Two storage devices environment

This example simulates the operation of a realistic micro-grid (such as a smart home for instance) that is not connected to the main utility grid (off-grid) and that is provided with PV panels, batteries and hydrogen storage. The battery has the advantage that it is not limited in instaneous power that it can provide or store. The hydrogen storage has the advantage that is can store very large quantity of energy.

python run_MG_two_storage_devices

This example uses the environment defined in MG_two_storage_devices_env.py. The agent can either choose to store in the long term storage or take energy out of it while the short term storage handle at best the lack or surplus of energy by discharging itself or charging itself respectively.
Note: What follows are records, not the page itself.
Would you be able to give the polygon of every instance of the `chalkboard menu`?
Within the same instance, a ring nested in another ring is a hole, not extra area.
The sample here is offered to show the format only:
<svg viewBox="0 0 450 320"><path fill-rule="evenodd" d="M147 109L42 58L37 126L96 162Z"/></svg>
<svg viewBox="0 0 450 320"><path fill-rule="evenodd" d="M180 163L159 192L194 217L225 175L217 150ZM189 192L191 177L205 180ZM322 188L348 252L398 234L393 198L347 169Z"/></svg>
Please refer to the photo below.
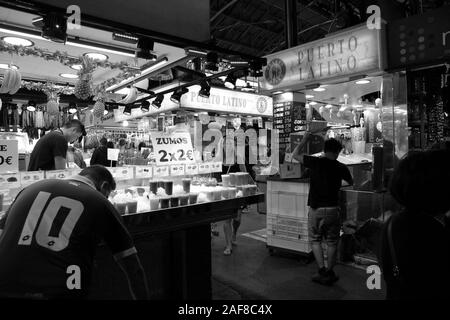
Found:
<svg viewBox="0 0 450 320"><path fill-rule="evenodd" d="M306 109L303 102L287 101L274 103L274 129L280 133L280 150L285 150L292 132L306 130Z"/></svg>

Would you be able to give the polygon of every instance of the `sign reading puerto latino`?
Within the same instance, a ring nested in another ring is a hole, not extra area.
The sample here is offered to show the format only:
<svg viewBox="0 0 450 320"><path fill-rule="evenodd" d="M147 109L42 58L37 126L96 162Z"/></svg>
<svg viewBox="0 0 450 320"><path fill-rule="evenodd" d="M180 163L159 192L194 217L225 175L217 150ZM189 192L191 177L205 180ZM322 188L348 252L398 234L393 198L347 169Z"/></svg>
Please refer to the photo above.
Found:
<svg viewBox="0 0 450 320"><path fill-rule="evenodd" d="M381 32L364 24L268 55L261 86L302 89L323 80L382 71Z"/></svg>
<svg viewBox="0 0 450 320"><path fill-rule="evenodd" d="M19 171L19 142L0 140L0 172Z"/></svg>
<svg viewBox="0 0 450 320"><path fill-rule="evenodd" d="M194 150L191 136L185 132L174 132L170 135L155 132L151 135L157 165L174 165L194 163Z"/></svg>

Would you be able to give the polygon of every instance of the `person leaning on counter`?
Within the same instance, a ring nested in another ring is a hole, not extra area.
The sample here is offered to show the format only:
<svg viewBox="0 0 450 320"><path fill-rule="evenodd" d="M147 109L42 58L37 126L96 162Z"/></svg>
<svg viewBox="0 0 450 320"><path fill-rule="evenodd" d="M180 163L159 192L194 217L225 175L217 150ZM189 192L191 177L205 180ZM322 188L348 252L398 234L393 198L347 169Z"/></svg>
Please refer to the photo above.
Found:
<svg viewBox="0 0 450 320"><path fill-rule="evenodd" d="M65 169L67 143L74 143L85 135L84 125L79 120L70 120L62 128L47 133L36 143L28 171Z"/></svg>

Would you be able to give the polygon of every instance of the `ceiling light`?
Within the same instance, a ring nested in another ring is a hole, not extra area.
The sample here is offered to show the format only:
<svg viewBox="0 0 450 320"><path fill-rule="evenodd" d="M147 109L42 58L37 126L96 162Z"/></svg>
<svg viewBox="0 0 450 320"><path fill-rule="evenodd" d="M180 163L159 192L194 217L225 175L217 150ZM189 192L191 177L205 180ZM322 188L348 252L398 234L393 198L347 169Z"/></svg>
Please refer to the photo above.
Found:
<svg viewBox="0 0 450 320"><path fill-rule="evenodd" d="M108 113L109 113L109 110L108 110L108 109L105 109L105 110L103 111L103 115L104 115L104 116L106 116Z"/></svg>
<svg viewBox="0 0 450 320"><path fill-rule="evenodd" d="M306 98L306 99L312 99L312 98L314 98L314 96L313 96L312 94L307 94L307 95L305 96L305 98Z"/></svg>
<svg viewBox="0 0 450 320"><path fill-rule="evenodd" d="M209 84L208 81L204 80L200 83L201 89L198 92L198 95L202 98L209 98L210 96L210 91L211 91L211 86Z"/></svg>
<svg viewBox="0 0 450 320"><path fill-rule="evenodd" d="M106 54L103 54L103 53L89 52L89 53L85 53L84 56L89 57L89 58L91 58L93 60L97 60L97 61L108 60L108 56Z"/></svg>
<svg viewBox="0 0 450 320"><path fill-rule="evenodd" d="M66 45L134 58L134 52L131 50L118 50L117 48L114 48L114 47L100 46L98 44L96 45L95 43L90 43L90 42L82 41L79 39L67 40ZM107 58L108 57L106 57L106 59ZM102 57L102 59L106 60L104 57Z"/></svg>
<svg viewBox="0 0 450 320"><path fill-rule="evenodd" d="M144 112L148 112L148 110L150 110L150 102L148 102L147 100L142 101L141 110Z"/></svg>
<svg viewBox="0 0 450 320"><path fill-rule="evenodd" d="M122 41L122 42L126 42L126 43L131 43L131 44L136 44L139 40L138 37L135 37L131 34L117 33L117 32L114 32L112 34L112 38L113 38L113 40L116 40L116 41Z"/></svg>
<svg viewBox="0 0 450 320"><path fill-rule="evenodd" d="M126 105L125 109L123 109L123 114L126 116L130 116L131 115L131 105Z"/></svg>
<svg viewBox="0 0 450 320"><path fill-rule="evenodd" d="M2 40L13 46L30 47L34 45L33 41L19 37L3 37Z"/></svg>
<svg viewBox="0 0 450 320"><path fill-rule="evenodd" d="M181 88L179 90L176 90L170 97L170 100L175 103L180 103L181 96L187 92L189 92L187 88Z"/></svg>
<svg viewBox="0 0 450 320"><path fill-rule="evenodd" d="M122 126L124 126L124 127L128 127L128 125L129 125L129 123L128 123L128 121L127 121L127 120L125 120L125 121L123 121L123 122L122 122Z"/></svg>
<svg viewBox="0 0 450 320"><path fill-rule="evenodd" d="M225 79L225 87L228 89L234 89L236 86L236 77L233 73L228 74L227 78Z"/></svg>
<svg viewBox="0 0 450 320"><path fill-rule="evenodd" d="M142 75L144 75L144 74L147 74L147 73L149 73L149 72L151 72L151 71L154 71L154 70L158 69L158 68L159 68L160 66L162 66L163 64L166 64L167 61L169 61L169 59L168 59L167 57L161 58L161 60L159 60L159 61L156 62L155 64L152 64L150 67L148 67L148 68L142 70L142 72L141 72L140 75L142 76Z"/></svg>
<svg viewBox="0 0 450 320"><path fill-rule="evenodd" d="M163 102L163 100L164 100L164 95L161 93L157 94L156 99L153 100L153 102L152 102L152 106L154 106L158 109L161 108L161 103Z"/></svg>
<svg viewBox="0 0 450 320"><path fill-rule="evenodd" d="M136 58L146 59L146 60L156 60L156 56L152 54L153 47L155 43L149 38L139 38L136 50Z"/></svg>
<svg viewBox="0 0 450 320"><path fill-rule="evenodd" d="M326 109L331 109L331 108L333 108L333 106L332 106L331 104L327 104L327 105L325 106L325 108L326 108Z"/></svg>
<svg viewBox="0 0 450 320"><path fill-rule="evenodd" d="M362 79L355 82L356 84L368 84L370 83L370 80Z"/></svg>
<svg viewBox="0 0 450 320"><path fill-rule="evenodd" d="M211 70L211 71L218 71L219 68L217 67L217 64L219 63L219 55L217 52L208 52L206 54L206 64L205 69Z"/></svg>
<svg viewBox="0 0 450 320"><path fill-rule="evenodd" d="M40 20L39 23L41 23ZM41 35L43 38L58 43L66 42L67 18L63 14L59 14L56 12L48 13L44 16L42 23L43 25Z"/></svg>
<svg viewBox="0 0 450 320"><path fill-rule="evenodd" d="M255 92L255 88L250 85L250 82L247 82L247 85L241 89L245 92Z"/></svg>
<svg viewBox="0 0 450 320"><path fill-rule="evenodd" d="M315 106L316 104L317 104L317 102L315 102L315 101L311 101L311 102L309 103L310 106Z"/></svg>
<svg viewBox="0 0 450 320"><path fill-rule="evenodd" d="M78 75L73 73L60 73L59 76L67 79L78 79Z"/></svg>
<svg viewBox="0 0 450 320"><path fill-rule="evenodd" d="M14 69L14 70L19 70L19 67L12 64L11 66L7 63L0 63L0 69Z"/></svg>
<svg viewBox="0 0 450 320"><path fill-rule="evenodd" d="M283 93L283 91L275 91L275 92L272 92L272 94L281 94L281 93Z"/></svg>
<svg viewBox="0 0 450 320"><path fill-rule="evenodd" d="M313 89L313 91L317 91L317 92L322 92L322 91L325 91L325 90L326 90L326 89L323 88L323 87L319 87L319 88Z"/></svg>
<svg viewBox="0 0 450 320"><path fill-rule="evenodd" d="M36 102L28 101L27 110L31 112L36 111Z"/></svg>
<svg viewBox="0 0 450 320"><path fill-rule="evenodd" d="M77 112L77 104L74 102L69 103L69 113L74 114Z"/></svg>
<svg viewBox="0 0 450 320"><path fill-rule="evenodd" d="M73 64L70 66L73 70L81 70L83 68L83 65L81 64Z"/></svg>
Whenever the short term storage is empty and cannot handle the net demand a penalty (negative reward) is obtained equal to the value of loss load set to 2euro/kWh.

The state of the agent is made up of an history of two to four punctual observations:

  • Charging state of the short term storage (0 is empty, 1 is full)
  • Production and consumption (0 is no production or consumption, 1 is maximal production or consumption)
  • ( Distance to equinox )
  • ( Predictions of future production : average of the production for the next 24 hours and 48 hours )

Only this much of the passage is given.